Al-Sadr's return appeared to be partly an effort to regain control over his militia, which had begun fragmenting. It was unclear whether the 33-year-old cleric would have been aware of or condoned the kidnapping of the five British citizens - four bodyguards and an employee of a management consulting firm.
A top Interior Ministry official, who refused to be named because he was not authorized to speak to the media, said suspicion immediately fell on the Mahdi Army because it was in control of the area around the data processing center and would have blocked such a massive operation by another group.
Fatih-Allah's report to Finance Minister Bayan Jabr revealed key new details about the attack. Portions of the report were read to The Associated Press on the telephone by a government official who did so on condition of anonymity because the document was not for public distribution.
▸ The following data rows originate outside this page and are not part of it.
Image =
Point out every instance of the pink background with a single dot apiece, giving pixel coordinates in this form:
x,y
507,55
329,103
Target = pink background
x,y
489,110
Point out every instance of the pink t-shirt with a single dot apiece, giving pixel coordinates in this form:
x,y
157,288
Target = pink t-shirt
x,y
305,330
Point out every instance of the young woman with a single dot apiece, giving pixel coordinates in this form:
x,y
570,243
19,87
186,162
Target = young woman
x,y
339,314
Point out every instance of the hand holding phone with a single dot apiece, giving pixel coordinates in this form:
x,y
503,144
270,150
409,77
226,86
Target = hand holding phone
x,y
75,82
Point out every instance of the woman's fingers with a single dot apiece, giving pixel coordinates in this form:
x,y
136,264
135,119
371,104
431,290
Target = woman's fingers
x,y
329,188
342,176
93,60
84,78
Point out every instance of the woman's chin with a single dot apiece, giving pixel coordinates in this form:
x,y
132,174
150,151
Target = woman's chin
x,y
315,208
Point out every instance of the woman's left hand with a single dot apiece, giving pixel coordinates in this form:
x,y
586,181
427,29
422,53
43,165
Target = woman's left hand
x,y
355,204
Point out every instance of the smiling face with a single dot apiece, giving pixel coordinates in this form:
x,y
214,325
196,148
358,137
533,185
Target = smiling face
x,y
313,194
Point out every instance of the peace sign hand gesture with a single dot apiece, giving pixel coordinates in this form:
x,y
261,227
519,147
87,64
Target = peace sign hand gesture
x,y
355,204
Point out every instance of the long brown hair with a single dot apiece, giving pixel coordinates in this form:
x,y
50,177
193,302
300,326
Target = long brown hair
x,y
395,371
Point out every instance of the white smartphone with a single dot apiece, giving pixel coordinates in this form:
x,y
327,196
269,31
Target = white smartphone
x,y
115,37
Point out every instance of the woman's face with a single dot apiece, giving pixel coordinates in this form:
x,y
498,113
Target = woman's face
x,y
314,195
The report said four men in civilian clothing appeared at the center about 10:45 a.m. Tuesday - 15 minutes before the kidnapping.
The account said the men claimed they were from the government anti-fraud commission and looked through each room in the center, then quickly left the building.
At about 11 a.m. dozens of men in army and police uniforms, the report said, burst into the building, disarmed guards and went directly into the room where the five Britons were working. The five were seized and rushed out of the building to 19 waiting four-wheel-drive vehicles. The convoy then drove away to the east.
The building sits on a side street off Palestine Street, a major thoroughfare in eastern Baghdad and not far from Baghdad's district of Sadr City, a stronghold of the Mahdi Army.
The five kidnapped Britons included four bodyguards working for the Montreal-based security firm GardaWorld and one employee of BearingPoint, a U.S.-based management consulting firm.
Mahdi Army members, who refused to allow use of their names for fear of arrest, said searching Sadr City was likely to be pointless. They said their organization, if involved, would have moved the Britons to locations outside Baghdad.